Having an accurate picture of who is—and who is not—represented in the University of Toronto’s workforce is essential to identifying and addressing equity gaps and systemic barriers within our community. This year, in response to feedback from our community, the University is launching a redesigned version of our Employment Equity Survey to help us better understand and support our workforce.
What is the Employment Equity Survey?
The Employment Equity Survey is a voluntary, confidential questionnaire open to all appointed and non-appointed employees.
The Survey provides a snapshot of the demographic composition of the University’s tri-campus faculty, librarians, and staff, and a critical baseline for measuring how we are advancing more equitable, diverse, and inclusive working and learning environments. Ultimately, this information is used to improve our employees’ experience of the University across all stages of their careers.
Why is the Survey being updated?
Since the Survey’s last major revision in 2016, our community’s understanding of equity, diversity, and inclusion, as well as how they might self-identify, has evolved. The updated Survey helps to ensure that the identities of our community are accurately reflected, which will allow for a better understanding of who we are at specific points in time.
Furthermore, the Final Report of the Anti-Black Racism Task Force underscored the need to look critically at the ways in which existing employee data have been collected and can be collected and shared in future. This is especially important as more Faculties, divisions, and campuses are looking to data to inform their current and future decision-making.
Finally, the University is aiming to align terminology between the Employment Equity Survey and Student Equity Census, so we can communicate consistently about our entire community.
What is changing?
Some of the changes employees can expect to see in the upcoming Survey include:
- New question added about Religious or Spiritual Affiliation.
- New options added for Indigenous Identity, including “Native Hawaiian,” “Native Mexican,” “Alaskan Native,” and the option to self-identify in one’s own words.
- New options added for Gender Identity, including “genderqueer,” “nonbinary,” “questioning,” and the option to self-identify in one’s own words.
- New options added for Sexual Orientation, including “asexual,” “pansexual,” and the option to self-identify in one’s own words.
- Two Spirit is listed as an option for Gender Identity and Sexual Orientation only if a person identifies as Indigenous.
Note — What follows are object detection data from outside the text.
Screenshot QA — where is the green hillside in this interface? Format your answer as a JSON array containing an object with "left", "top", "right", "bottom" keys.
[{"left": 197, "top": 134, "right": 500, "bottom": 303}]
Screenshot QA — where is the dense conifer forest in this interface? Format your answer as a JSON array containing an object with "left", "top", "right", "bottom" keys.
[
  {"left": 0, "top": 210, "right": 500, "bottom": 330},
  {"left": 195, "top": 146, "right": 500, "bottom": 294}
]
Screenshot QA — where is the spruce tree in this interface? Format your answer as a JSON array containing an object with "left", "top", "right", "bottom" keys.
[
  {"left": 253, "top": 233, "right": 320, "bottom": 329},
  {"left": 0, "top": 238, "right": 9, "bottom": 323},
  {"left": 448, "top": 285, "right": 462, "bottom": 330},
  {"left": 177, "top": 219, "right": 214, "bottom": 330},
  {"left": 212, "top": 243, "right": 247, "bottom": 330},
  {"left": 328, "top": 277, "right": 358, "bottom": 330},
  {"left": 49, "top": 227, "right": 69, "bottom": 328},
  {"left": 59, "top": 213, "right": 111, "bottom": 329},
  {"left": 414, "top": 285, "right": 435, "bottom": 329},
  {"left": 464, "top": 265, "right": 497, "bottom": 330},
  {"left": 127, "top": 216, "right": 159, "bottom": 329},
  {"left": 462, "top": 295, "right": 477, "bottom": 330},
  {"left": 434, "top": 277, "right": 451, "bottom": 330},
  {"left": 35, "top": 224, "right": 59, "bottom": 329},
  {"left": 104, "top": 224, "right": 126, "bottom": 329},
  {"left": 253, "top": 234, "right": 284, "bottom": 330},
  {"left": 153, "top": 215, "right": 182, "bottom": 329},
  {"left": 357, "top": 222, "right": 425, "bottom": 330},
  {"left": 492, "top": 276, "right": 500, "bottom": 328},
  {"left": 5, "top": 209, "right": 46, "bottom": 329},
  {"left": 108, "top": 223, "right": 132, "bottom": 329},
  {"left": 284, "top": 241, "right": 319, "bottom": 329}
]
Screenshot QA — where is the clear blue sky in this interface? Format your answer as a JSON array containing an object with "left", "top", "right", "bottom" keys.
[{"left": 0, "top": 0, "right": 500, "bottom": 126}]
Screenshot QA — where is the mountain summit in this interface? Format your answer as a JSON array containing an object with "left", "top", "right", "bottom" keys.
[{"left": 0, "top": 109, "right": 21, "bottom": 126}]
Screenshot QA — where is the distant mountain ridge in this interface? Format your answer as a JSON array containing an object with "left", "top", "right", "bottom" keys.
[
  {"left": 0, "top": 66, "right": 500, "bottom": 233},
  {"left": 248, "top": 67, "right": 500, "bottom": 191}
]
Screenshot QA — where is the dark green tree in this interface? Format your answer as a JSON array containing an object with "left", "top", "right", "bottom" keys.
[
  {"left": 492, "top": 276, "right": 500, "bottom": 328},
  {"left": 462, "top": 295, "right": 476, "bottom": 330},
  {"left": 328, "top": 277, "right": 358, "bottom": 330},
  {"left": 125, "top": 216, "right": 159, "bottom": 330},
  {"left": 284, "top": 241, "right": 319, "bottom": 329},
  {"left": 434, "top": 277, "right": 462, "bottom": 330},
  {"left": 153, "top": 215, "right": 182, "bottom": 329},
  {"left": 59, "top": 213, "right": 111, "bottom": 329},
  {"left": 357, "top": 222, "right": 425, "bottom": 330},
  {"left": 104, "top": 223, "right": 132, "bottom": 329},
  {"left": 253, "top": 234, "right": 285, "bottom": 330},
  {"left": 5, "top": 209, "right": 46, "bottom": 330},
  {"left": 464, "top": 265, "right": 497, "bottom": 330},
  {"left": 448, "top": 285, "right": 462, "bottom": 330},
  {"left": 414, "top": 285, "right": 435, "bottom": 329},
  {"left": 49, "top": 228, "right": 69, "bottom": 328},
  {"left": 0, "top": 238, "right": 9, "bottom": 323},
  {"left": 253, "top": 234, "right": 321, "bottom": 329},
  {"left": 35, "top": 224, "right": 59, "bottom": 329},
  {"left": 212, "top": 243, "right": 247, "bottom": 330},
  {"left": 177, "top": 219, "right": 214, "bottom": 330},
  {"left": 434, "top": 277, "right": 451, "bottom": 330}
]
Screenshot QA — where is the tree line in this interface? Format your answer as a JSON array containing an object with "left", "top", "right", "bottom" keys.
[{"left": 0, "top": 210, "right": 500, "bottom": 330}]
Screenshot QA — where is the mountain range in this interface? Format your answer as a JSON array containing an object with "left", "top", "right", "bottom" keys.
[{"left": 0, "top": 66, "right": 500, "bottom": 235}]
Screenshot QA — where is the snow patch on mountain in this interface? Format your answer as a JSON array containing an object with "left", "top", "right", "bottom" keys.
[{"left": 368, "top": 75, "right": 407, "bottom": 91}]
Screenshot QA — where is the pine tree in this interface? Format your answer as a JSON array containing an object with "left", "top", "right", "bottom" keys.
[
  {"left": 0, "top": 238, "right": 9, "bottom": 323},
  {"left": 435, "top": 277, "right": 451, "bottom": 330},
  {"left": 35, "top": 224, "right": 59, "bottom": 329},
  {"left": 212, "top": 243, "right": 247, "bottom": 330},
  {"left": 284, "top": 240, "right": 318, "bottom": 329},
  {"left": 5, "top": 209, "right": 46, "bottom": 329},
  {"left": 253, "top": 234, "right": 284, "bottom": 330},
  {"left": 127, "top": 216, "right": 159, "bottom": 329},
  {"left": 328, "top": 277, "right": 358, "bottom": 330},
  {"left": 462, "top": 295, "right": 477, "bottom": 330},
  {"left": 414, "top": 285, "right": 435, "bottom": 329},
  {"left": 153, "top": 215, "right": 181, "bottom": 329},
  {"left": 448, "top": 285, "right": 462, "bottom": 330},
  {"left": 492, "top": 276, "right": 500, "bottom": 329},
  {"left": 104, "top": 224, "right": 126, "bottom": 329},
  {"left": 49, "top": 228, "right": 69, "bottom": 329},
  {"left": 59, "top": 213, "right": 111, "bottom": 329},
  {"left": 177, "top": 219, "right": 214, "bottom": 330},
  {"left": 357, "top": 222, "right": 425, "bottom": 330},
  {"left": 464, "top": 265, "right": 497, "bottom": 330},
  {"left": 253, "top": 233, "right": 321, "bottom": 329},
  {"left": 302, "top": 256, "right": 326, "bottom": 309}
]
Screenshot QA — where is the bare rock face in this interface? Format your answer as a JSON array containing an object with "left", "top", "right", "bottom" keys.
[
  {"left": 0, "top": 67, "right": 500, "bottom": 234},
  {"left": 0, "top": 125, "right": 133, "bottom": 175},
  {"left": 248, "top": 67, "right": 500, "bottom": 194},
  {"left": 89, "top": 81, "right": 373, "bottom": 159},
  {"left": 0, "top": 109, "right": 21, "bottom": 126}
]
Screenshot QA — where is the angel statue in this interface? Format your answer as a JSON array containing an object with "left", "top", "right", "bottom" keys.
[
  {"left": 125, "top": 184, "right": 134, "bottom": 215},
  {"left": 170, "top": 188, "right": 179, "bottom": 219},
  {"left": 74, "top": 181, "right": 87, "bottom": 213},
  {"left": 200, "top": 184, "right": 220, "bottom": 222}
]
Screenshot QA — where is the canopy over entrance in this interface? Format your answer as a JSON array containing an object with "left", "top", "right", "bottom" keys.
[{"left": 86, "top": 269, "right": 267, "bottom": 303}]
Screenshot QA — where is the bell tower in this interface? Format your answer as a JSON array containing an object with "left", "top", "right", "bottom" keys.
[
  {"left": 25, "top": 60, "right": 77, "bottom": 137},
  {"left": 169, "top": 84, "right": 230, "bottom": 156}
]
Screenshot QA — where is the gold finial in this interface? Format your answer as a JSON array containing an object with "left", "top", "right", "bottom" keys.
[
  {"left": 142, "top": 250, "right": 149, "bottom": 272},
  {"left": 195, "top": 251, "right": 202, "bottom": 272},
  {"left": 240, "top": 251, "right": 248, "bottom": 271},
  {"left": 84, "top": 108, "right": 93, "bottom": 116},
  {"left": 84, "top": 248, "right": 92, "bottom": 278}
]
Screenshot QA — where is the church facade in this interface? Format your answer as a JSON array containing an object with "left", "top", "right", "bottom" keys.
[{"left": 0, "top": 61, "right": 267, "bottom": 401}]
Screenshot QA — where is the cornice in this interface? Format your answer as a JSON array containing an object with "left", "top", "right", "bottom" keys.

- Terminology in the Persons with Disabilities section has changed from “non-visible” and “visible” disabilities to “non-evident” and “evident” disabilities. This question also differentiates between the medical and social definitions of disability.
- Updated and consolidated approach to questions on Racial/Ethnocultural Identity.
What was the consultation process?
In December 2021, Vice-President, People Strategy, Equity & Culture (PSEC) Kelly Hannah-Moffat sent out a call for nominations to participate in a tri-campus Employment Survey Advisory Group. A total of 29 nominees and volunteers with a wide range of experience working with or being an end-user of equity data—including faculty, equity officers, archivists, researchers, data collectors, data analysts, and administrative staff—came together to form the Advisory Group. The mandate of this Advisory Group was to evaluate the effectiveness of the survey questions; analyze how and with whom the University shares Survey data; suggest updates to make the Survey more comprehensive; and advise on how to make the Survey a more meaningful experience for our community.
The Advisory Group worked across two streams—one focused on Survey updates, and the other on data governance—to develop its recommendations. Throughout 2022, the University engaged subject matter experts—including the Privacy Office, Multi-Faith Centre, Equity Offices, and their networks across the University—to discuss proposed updates and make recommendations to the Project Leadership Group, chaired by Hannah-Moffat.
In addition to working with affinity groups and Equity Office networks, the Advisory Group subcommittee invited a wide range of community members—including senior academic and administrative leadership, unions, and the University of Toronto Faculty Association—to share feedback or questions about the proposed Survey revisions throughout the Fall 2022 and early Winter 2023 terms.
How can I get involved?
All University faculty, librarians, and staff will soon be invited to complete the updated Employment Equity Survey. By taking a few minutes to answer these questions, you can help inform and provide insight about the U of T workforce. Collecting this data allows the University to determine where employment gaps exist, and where we have gained and lost ground in closing these gaps. It offers valuable insight into where we need to concentrate our efforts in advancing equity and inclusion in our workforce, how we can increase candidate pools, and how we can better support all employees in their career development.